A New York firefighter who was fired for legally using medical marijuana is suing the City of Buffalo to get his job back.
Scott Martin, a 37-year-old firefighter and military veteran, was fired from the Buffalo Fire Department in February after he tested positive for THC on a drug test. Martin's cannabis use is completely legal under state law, though - he is a state-certified medical marijuana patient who has been using cannabis to treat chronic back pain and PTSD.
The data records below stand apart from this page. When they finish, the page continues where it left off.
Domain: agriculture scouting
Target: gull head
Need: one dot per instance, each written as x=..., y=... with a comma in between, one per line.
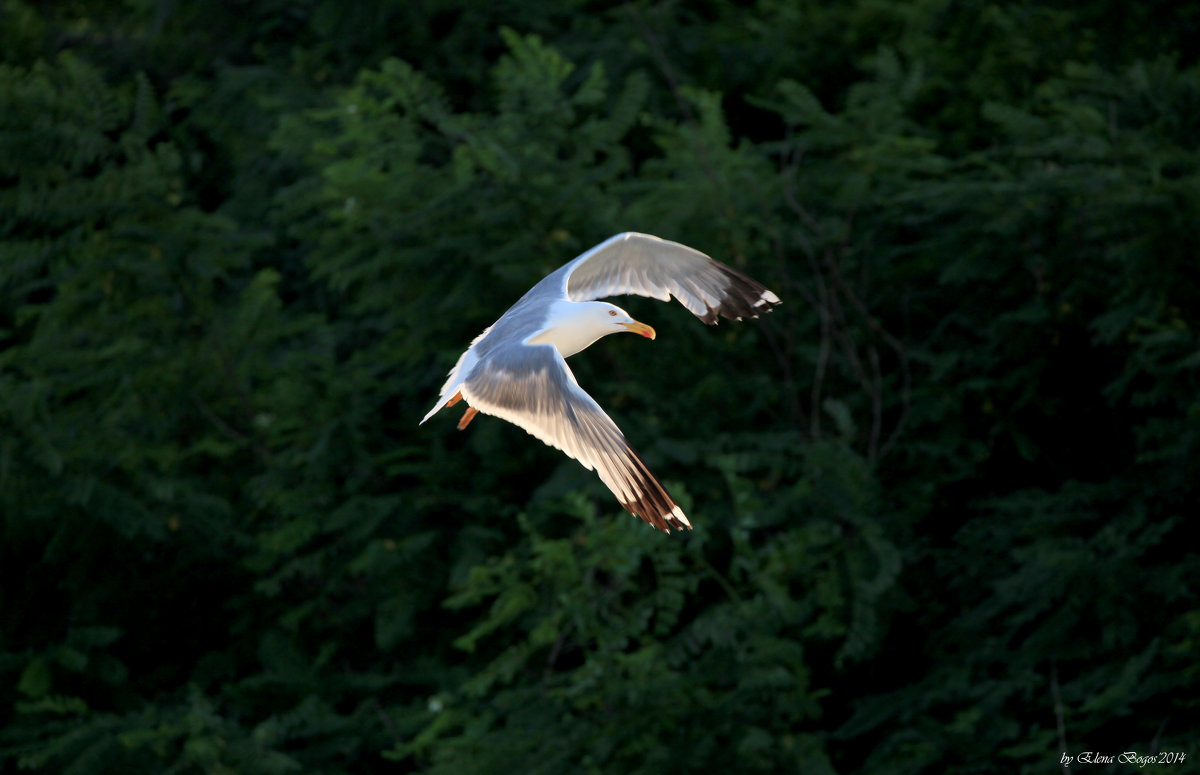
x=612, y=319
x=574, y=325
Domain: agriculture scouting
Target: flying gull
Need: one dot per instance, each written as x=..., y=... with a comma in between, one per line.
x=515, y=370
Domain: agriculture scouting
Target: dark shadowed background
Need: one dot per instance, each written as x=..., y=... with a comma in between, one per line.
x=941, y=496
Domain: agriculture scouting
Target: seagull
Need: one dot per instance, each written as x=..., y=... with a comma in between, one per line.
x=516, y=368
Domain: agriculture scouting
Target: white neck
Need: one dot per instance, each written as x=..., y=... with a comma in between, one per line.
x=570, y=329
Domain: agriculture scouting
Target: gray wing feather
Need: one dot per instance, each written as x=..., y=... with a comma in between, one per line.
x=532, y=386
x=646, y=265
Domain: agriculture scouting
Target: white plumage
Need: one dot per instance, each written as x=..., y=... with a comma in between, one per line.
x=515, y=370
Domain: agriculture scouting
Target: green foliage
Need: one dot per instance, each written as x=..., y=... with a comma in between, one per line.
x=941, y=497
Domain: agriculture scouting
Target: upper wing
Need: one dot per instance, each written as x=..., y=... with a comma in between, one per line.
x=531, y=386
x=646, y=265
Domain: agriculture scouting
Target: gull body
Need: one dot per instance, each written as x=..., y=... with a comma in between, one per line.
x=516, y=368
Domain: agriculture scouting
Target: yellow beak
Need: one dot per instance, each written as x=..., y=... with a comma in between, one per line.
x=640, y=328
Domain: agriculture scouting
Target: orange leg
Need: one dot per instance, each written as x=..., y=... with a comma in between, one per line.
x=467, y=418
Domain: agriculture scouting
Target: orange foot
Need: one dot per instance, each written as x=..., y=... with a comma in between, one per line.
x=467, y=418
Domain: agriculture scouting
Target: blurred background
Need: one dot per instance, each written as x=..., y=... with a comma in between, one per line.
x=941, y=496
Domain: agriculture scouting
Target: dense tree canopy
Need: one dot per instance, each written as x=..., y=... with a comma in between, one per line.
x=941, y=496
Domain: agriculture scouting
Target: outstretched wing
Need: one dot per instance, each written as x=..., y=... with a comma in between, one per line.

The firefighter initially tested positive for cannabis metabolites during a random drug test last December. Officials suspended him without pay and forced him to enter a substance abuse treatment program. Martin agreed to the terms, but continued to use medical pot, which caused him to fail another drug test this February. At this point, the fire department terminated his employment, based on the rules of his union’s collective bargaining agreement.
This collective bargaining agreement actually dates back to 1984, though, and hasn't been updated since 2011 – three years before New York legalized medical marijuana. Martin's attorney, David C. Holland, believes that the firefighter's medical conditions qualify as disabilities under state law. Since it is illegal for employers to discriminate against employees with disabilities, Holland is arguing that the fire department is guilty of workplace discrimination.
"He's been terminated wrongfully because the collective bargaining agreement hasn't been updated," Holland told The Buffalo News. "They are seven years behind."
Holland is now suing the City of Buffalo and the Buffalo Fire Department on Martin's behalf, demanding that he be reinstated to his former position, rank, and seniority. The lawsuit also asks the department to issue back pay for the months that he has been unemployed.
In his 12-year stint with the fire department, Martin suffered multiple injuries from falls and debris, causing chronic back pain. Doctors initially prescribed highly addictive opioids like OxyContin and Tramadol to treat his injuries, but the firefighter didn't like being under the influence of these pharmaceuticals. "It made me feel like I was tweaking out all the time," he told The Buffalo News.
Eventually, Martin found a doctor who recommended medical marijuana to treat his symptoms. Like many other people suffering from chronic pain, Martin was eventually able to replace his opioid use with medical marijuana. The firefighter also said that medical pot has helped treat PTSD symptoms that he has been experiencing since his military service.
Martin believes that the city's outdated policies and the continuing negative stigma against cannabis contributed to his termination. "People think you have to do it all the time," he said to The Buffalo News. “You don't. I do it before I go to bed. It metabolizes and then I'm not high from it. I don't need to be high when I'm at work. I'm focused when I'm at work."
Even though medical cannabis is now legal throughout most of the country, most states still allow businesses to discriminate against employees who legally use this medicine. Florida schools have notoriously been firing hardworking employees for using legal cannabis, and a Texas school even fired an employee for posting a CBD meme.